Why you’ll get denied if you report 69210 more than once per episode.
Patients often present to the ED with complaints of ear discomfort, a feeling of pressure and sometimes hearing loss. They may think they have an ear infection but upon examination, impact ear wax or cerumen is the actual cause of their complaints. Varying payer payment policy makes cerumen removals tricky to report.
To prevent your appeals from falling on deaf ears, follow these four coding tips from Caral Edelberg, CPC, CPMA, CAC, CCS-P, CHC, President of Edelberg Compliance Associates in Baton Rouge LA
1. Assign 69210 only when the physician extracts impacted earwax. Typically, the physician uses mechanical means, such as debridement or manual disimpaction, to remove the cerumen. Remember to check your carrier’s guidelines for which removal method justifies billing 69210 (Removal impacted cerumen [separate procedure], one or both ears). But when the physician can easily take out the wax as part of the routine ear exam, then this small level of effort might best be rolled into the E/M code.
2. Report 69210 once per session, even if the physician removes impacted cerumen from both ears. The code’s descriptor states that 69210 covers cerumen removal from “... one or both ears”, so no modifier 50 (Bilateral procedure) would be appended.
3. Be sure you link 380.4 (Impacted cerumen) to 69210. Most private and Medicare insurers will not accept any other ICD-9 codes, even if the codes describe a hearing-related problem. For example, you shouldn’t use 389.x (Hearing loss) or 381.81 (Dysfunction of Eustachian tube).
4. Check your carrier’s coding restrictions for cerumen removals. For example, some regions, pay for 69210 only when the physician removes the impacted cerumen using the manual disimpaction method specifically mentioning using an instrument such as forceps, suction or a right-angle hook.
Let This Clinical Example Guide You
Edelberg provides this example:
A patient presents to the ED complaining of discomfort in his right ear which is worse when swallowing. During an expanded problem focused history and examination, the physician discovers cerumen impacted in the right ear and notes indicate that the eardrums cannot be visualized. The physician uses a curette to remove the impacted cerumen, which immediately improves the patient’s hearing and removes the discomfort.
The physician then re-examines the ears and finds no signs of disease or damage to the eardrums. The physician diagnoses the patient with impacted cerumen and then counsels the patient against putting anything in the ears that would impact the cerumen again.

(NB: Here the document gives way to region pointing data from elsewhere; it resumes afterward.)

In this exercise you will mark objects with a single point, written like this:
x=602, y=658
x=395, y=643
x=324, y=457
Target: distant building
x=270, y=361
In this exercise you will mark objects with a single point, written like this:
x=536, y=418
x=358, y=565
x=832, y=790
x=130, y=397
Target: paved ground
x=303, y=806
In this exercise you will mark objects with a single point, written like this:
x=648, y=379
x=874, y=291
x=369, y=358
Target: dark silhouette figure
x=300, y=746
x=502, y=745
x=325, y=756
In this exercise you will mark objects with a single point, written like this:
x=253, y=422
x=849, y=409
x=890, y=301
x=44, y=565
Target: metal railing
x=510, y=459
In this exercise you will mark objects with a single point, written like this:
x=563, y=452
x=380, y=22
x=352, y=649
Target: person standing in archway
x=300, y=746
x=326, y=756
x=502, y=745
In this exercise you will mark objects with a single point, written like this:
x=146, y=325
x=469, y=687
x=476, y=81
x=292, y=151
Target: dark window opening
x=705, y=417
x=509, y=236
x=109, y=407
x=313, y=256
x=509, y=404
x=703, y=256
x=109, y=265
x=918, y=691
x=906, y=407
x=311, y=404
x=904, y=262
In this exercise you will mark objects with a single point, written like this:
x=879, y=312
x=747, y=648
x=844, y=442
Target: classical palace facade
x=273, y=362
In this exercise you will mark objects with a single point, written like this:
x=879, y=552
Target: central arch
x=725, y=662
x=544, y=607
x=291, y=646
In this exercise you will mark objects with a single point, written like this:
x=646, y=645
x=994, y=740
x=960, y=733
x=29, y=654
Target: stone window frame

On the claim, you would report the following:
69210 for the cerumen removal
99282 (Emergency department visit for the evaluation and management of a patient, which requires these 3 key components: an expanded problem focused history; an expanded problem focused examination; medical decision making of low complexity …) for the E/M service
Modifier 25 (Significant, separately identifiable evaluation and management service by the same physician on the same day of the procedure or other service) appended to 99282 to show that the E/M and cerumen removal were separate services
380.4 (Impacted cerumen) appended to 69210 to represent the patient’s cerumen impaction
388.70 (Otalgia, unspecified) to 99282 to represent the patient’s ear pain
Don’t Forget the E/M Code If Documentation Supports That Service
When you do spot a legitimate 69210 claim, remember to check for adequate documentation to support a separately identifiable E/M service or you’ll miss out on deserved reimbursement.
$$ benefits with E/M: The 69210 code pays $32.66 per encounter (0.96 adjusted facility relative value units multiplied by the 2013 Medicare Physician Fee Schedule conversion rate of 34.023). But code 99282 pays $40.15 per encounter (1.18 adjusted facility RVUs multiplied by 34.023). Identifying the separate E/M in this instance will more than double your money for the same claim, says Edelberg.